Figure 2.

Purification of the initiation factor present in fraction QA. (A) Schematic diagram of purification procedure. See Materials and Methods for details. (B) Protein analysis of key purification steps. Unfractionated S100 extract (100 µg protein, lane 1), fraction QA (20 µg protein, lane 2), Blue Sepharose eluate (10 µg protein, lane 3) and Phenyl Superose eluate (<1 µg, lane 4) were loaded on a 15% polyacrylamide gel. Proteins were visualised by staining with Coomassie brilliant blue. Molecular masses of marker proteins (M) are indicated. (C–E) Final purification and identification of RPA as the initiation activity present in fraction QA by sucrose gradient centrifugation. (C) Quantitative analysis of initiation of DNA replication. Nuclei from mimosine-arrested EJ30 cells were incubated in 35 µg of fraction QB supplemented with a 20 µl volume of the sucrose gradient fractions (1–11) and the pelleted material (P) as indicated. Incubations in elongation buffer (buffer) or 100 µg of unfractionated extract (S100) were used as controls.
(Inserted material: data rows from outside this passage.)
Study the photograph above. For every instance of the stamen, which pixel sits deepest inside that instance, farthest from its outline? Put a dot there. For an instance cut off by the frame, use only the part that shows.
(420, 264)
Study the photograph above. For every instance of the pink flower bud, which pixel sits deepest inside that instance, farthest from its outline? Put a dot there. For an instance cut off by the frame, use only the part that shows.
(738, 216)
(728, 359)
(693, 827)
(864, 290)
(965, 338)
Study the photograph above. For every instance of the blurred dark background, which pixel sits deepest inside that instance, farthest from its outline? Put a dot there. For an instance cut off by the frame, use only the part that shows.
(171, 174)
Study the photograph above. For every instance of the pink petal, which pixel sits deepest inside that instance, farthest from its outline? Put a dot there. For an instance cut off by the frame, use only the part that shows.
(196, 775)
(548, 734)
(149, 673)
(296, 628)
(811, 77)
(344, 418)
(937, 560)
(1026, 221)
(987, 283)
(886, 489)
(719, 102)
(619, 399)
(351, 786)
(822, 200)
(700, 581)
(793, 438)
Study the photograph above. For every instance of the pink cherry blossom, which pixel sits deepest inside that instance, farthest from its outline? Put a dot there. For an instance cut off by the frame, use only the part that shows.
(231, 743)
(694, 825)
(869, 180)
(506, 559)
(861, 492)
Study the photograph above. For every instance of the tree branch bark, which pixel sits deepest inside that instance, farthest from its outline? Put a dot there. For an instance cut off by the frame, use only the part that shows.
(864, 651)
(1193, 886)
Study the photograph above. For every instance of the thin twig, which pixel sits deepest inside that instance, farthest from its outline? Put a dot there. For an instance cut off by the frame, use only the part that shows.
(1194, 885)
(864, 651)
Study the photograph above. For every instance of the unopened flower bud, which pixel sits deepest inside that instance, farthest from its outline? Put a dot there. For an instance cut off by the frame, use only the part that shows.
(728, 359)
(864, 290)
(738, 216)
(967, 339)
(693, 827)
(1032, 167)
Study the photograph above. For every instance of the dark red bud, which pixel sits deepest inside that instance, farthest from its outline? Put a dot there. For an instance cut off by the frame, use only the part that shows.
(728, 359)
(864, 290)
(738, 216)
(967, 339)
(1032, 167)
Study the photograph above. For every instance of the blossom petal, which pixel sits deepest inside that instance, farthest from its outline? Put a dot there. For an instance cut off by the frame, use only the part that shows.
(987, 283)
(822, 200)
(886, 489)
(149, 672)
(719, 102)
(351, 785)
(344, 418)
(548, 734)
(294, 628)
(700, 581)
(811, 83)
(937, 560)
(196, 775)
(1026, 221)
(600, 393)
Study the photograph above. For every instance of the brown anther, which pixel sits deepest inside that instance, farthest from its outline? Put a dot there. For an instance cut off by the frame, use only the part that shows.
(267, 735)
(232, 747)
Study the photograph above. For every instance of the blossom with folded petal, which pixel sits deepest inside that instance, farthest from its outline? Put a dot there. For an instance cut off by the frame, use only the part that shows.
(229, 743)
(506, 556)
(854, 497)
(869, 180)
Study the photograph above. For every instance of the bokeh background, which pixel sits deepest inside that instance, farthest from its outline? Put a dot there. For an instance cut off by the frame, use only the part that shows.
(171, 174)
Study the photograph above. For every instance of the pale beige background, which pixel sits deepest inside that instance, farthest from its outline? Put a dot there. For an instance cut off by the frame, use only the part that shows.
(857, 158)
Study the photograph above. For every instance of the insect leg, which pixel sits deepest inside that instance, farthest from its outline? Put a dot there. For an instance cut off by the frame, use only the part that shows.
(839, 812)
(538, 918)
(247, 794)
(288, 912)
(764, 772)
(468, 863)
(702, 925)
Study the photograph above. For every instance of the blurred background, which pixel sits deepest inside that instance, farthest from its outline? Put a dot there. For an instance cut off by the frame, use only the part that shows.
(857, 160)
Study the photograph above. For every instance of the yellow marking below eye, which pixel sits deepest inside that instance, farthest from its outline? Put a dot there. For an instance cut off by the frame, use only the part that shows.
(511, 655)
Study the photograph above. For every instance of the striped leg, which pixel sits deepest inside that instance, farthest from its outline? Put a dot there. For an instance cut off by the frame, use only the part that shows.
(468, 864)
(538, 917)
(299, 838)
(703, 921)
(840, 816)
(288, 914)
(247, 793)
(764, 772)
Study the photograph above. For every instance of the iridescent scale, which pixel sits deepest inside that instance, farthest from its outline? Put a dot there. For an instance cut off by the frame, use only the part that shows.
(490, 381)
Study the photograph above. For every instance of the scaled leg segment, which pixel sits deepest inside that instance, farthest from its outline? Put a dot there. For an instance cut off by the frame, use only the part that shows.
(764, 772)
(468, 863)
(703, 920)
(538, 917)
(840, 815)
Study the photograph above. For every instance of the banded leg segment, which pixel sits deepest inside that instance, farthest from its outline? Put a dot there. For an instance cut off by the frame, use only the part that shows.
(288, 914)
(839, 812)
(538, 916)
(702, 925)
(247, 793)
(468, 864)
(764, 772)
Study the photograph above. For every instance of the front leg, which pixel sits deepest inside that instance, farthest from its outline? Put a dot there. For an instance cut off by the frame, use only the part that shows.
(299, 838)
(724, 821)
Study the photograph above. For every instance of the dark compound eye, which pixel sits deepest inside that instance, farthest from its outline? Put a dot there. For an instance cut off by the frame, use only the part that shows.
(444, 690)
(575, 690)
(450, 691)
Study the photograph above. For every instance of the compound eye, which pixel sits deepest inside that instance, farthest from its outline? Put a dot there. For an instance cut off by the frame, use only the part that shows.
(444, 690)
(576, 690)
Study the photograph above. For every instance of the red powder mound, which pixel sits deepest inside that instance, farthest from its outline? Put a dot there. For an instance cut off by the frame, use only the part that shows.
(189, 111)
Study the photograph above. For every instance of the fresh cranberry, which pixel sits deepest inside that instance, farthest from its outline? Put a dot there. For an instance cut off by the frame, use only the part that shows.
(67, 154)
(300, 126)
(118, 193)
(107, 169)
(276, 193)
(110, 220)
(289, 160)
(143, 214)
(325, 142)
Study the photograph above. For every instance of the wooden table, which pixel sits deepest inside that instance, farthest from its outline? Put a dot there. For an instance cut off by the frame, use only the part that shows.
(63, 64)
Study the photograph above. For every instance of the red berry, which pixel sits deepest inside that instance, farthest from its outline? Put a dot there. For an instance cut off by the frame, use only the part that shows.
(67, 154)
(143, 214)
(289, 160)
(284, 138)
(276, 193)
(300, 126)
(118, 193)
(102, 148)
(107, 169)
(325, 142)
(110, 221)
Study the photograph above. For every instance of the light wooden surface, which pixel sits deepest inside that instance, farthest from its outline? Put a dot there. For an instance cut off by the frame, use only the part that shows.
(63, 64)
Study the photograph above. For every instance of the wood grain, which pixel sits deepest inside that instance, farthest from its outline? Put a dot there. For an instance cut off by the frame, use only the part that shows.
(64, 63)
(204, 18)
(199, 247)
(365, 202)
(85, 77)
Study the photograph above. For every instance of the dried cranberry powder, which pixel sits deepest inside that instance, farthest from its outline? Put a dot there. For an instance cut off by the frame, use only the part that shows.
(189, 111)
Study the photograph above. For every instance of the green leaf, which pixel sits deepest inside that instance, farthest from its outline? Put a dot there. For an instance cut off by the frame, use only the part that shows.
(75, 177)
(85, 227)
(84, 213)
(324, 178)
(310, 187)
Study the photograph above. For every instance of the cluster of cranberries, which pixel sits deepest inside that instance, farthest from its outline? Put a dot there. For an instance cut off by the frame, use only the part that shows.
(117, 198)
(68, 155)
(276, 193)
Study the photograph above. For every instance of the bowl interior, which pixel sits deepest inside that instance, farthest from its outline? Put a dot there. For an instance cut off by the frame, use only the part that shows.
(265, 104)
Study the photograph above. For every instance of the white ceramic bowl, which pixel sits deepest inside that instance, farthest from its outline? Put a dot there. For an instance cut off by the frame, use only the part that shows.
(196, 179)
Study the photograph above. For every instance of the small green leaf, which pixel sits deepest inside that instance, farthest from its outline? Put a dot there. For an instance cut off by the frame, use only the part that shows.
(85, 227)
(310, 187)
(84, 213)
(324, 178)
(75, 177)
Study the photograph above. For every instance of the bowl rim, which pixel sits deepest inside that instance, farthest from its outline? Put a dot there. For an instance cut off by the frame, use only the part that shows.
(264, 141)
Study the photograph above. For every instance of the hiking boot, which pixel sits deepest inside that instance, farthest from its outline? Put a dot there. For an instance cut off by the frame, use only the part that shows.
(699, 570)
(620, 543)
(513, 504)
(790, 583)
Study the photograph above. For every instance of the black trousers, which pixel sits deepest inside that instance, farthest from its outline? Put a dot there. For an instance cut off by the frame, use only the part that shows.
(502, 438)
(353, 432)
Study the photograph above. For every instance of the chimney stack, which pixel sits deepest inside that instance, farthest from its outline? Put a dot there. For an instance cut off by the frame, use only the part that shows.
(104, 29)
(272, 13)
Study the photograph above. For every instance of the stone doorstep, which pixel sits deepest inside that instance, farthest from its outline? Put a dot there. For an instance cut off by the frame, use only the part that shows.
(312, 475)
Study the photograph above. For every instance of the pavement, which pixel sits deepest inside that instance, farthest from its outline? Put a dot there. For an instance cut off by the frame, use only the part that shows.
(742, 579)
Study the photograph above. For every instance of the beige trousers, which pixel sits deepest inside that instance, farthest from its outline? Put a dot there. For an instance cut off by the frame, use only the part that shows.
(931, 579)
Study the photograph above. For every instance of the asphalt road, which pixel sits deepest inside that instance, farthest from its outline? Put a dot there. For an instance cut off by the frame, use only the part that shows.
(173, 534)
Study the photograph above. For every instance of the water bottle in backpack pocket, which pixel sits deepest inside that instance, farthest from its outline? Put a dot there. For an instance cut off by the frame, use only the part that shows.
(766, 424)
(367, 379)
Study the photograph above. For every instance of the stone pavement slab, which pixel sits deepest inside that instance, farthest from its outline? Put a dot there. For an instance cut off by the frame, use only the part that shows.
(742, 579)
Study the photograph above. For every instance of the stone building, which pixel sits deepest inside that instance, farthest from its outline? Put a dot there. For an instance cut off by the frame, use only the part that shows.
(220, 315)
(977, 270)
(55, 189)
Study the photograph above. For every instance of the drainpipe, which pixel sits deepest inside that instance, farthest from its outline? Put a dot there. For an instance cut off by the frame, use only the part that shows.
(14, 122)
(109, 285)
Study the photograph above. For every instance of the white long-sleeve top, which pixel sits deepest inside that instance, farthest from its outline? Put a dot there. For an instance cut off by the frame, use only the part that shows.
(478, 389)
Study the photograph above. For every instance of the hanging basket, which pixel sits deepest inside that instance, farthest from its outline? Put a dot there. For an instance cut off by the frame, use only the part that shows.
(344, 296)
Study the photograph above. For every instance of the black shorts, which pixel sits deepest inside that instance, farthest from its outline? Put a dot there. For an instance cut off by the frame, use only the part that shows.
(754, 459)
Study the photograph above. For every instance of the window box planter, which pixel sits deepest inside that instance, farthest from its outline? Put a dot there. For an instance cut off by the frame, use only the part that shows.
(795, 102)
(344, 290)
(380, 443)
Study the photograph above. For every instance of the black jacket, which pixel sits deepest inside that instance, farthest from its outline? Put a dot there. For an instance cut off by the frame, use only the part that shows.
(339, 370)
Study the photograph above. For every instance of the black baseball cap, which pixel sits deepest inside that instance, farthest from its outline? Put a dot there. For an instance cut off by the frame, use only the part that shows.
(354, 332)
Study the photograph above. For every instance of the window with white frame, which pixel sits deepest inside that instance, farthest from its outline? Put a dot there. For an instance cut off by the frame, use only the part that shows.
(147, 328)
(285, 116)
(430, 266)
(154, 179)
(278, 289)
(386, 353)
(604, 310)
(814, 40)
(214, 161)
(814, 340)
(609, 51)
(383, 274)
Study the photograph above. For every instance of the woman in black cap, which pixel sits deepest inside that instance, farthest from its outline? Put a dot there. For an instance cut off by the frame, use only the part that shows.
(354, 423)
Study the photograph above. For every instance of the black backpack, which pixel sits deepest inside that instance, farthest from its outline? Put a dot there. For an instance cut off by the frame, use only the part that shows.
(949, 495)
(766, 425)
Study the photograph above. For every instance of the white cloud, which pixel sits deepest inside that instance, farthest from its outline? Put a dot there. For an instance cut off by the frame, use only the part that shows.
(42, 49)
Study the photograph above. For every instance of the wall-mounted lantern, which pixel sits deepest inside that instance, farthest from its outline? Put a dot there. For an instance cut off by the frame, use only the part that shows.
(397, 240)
Percentages of replicating nuclei of a representative experiment are shown. (D) Protein analysis of fractions of the sucrose gradient step. A 20 µl volume of each sucrose gradient fraction (1–11) and the pelleted material (P) were separated on a 15% polyacrylamide gel and stained with silver salts. Molecular masses of marker proteins (M) are indicated. Asterisks denote the position of Rpa70, 32 and 14 subunits. (E) Identification of RPA by western blot analysis. A 20 µl volume of each sucrose gradient fraction (1–11 and P) and 15 and 5 µg (*) of fraction QA were separated on a 15% polyacrylamide gel and analysed by western blotting. The membrane was sequentially probed with a mixture of monoclonal antibodies 70A, 70B and 70C (Rpa70) (36), monoclonal antibody 34A (Rpa32) (36) and polyclonal antibody pAb-RPA1 (visualising Rpa14; see Fig. 4A for a characterisation of this polyclonal antibody).